Caffeine has a half life of 8 hours in most people. Yes, you read that right: 8 hours. That's a long time for the drug to be hanging around in your body, and for some, that 1 cup of coffee in the morning can still be circulating in your system come the evening - right when you need to be winding down.


I did some digging on my newfound experience with caffeine and it turns out that caffeine, like many things in life, is a double-edged sword. In small, therapeutic amounts it's a powerful intervention to promote antioxidant status and it can stimulate insulin sensitivity,

except when consuming the beloved baked food, such as a croissant, with your morning coffee. The high sugar intake coupled with caffeine decreases insulin sensitivity which is a risk factor for type 2 diabetes!


In small quantities, caffeine is neuro-protective and can help mitigate the symptoms of dementia, but in large quantities the total opposite has been found, whereby promotion of neurodegeneration occurs and exacerbation of neurological issues.


Small and large quantities then becomes subjective. As I mentioned earlier, much of our ability to metabolise (break down) and eliminate caffeine is genetics driven. Exposure of any drug can speed up these processes, (caffeine being no different) but only to a certain degree in some people based on their genes. As with any alkaloid or drug, it is best to start low and go slow.

Anyone with a thyroid issue should be *very* careful with coffee consumption

Would I drink caffeinated coffee again? Absolutely. But do I need it anymore? Absolutely not. My concern with reliance on caffeine is what it does to women's hormones in particular. It drives up cortisol levels, and high cortisol levels negatively impacts the conversion of inactive thyroid hormone to active thyroid hormone (T4 --> T3).

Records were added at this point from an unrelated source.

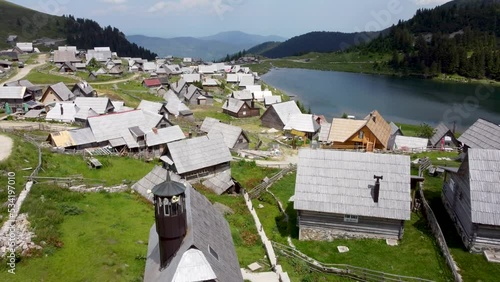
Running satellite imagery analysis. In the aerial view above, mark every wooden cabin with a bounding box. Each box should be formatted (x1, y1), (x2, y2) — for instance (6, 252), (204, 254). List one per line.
(293, 149), (411, 241)
(442, 148), (500, 252)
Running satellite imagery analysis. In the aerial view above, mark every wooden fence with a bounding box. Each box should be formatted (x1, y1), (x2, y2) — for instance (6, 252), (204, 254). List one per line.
(418, 160), (462, 282)
(248, 165), (297, 199)
(271, 242), (432, 282)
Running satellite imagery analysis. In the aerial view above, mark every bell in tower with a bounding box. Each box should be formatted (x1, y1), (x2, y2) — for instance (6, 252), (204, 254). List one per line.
(151, 171), (186, 270)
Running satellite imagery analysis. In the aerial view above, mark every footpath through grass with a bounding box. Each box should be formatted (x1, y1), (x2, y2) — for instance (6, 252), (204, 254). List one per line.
(0, 185), (154, 282)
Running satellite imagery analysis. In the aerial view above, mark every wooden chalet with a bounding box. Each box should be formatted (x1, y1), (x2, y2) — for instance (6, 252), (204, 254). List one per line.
(40, 82), (75, 104)
(328, 111), (391, 152)
(442, 148), (500, 252)
(458, 119), (500, 152)
(222, 98), (260, 118)
(293, 149), (411, 240)
(260, 101), (302, 130)
(160, 133), (232, 180)
(132, 167), (243, 282)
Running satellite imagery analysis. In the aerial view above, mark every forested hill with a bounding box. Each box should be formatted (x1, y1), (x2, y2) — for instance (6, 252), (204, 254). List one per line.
(66, 16), (157, 60)
(260, 31), (378, 58)
(0, 0), (156, 59)
(356, 0), (500, 80)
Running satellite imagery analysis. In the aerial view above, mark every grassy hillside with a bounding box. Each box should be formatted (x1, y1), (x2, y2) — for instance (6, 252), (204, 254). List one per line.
(0, 0), (66, 49)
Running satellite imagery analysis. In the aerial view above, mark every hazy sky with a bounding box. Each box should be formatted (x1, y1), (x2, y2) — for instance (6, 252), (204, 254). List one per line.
(10, 0), (449, 37)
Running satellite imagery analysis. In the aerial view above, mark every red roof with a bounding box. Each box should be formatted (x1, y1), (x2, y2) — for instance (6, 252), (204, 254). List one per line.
(142, 78), (161, 87)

Anyone with a thyroid issue should be *very* careful with coffee consumption.


This caffeine elimination experiment of mine has taken me by surprise. I didn't realise I was so attached to it, physiologically and emotionally. It's very difficult to be objective about your own health, even when you are an expert on nutrition. I've loved this impromptu experiment. There's power in a streak, and I plan to continue it for a little while longer yet (8 weeks and counting). The benefits I've felt from not having caffeine have been so stark that I'll be very careful when I do drink it again. I was the very same with pasta, grains, cereals, and all things gluten many years ago. Once I eliminated these foods, it positively changed my health so dramatically that I indulge in them very occasionally and oh, so very carefully. Caffeine will perhaps become no different for me.


If you read this and felt a little annoyed, or a little resistance, perhaps you would benefit also from easing off the coffee for a little while.

Test the theory. See for yourself. Let me know how you get on.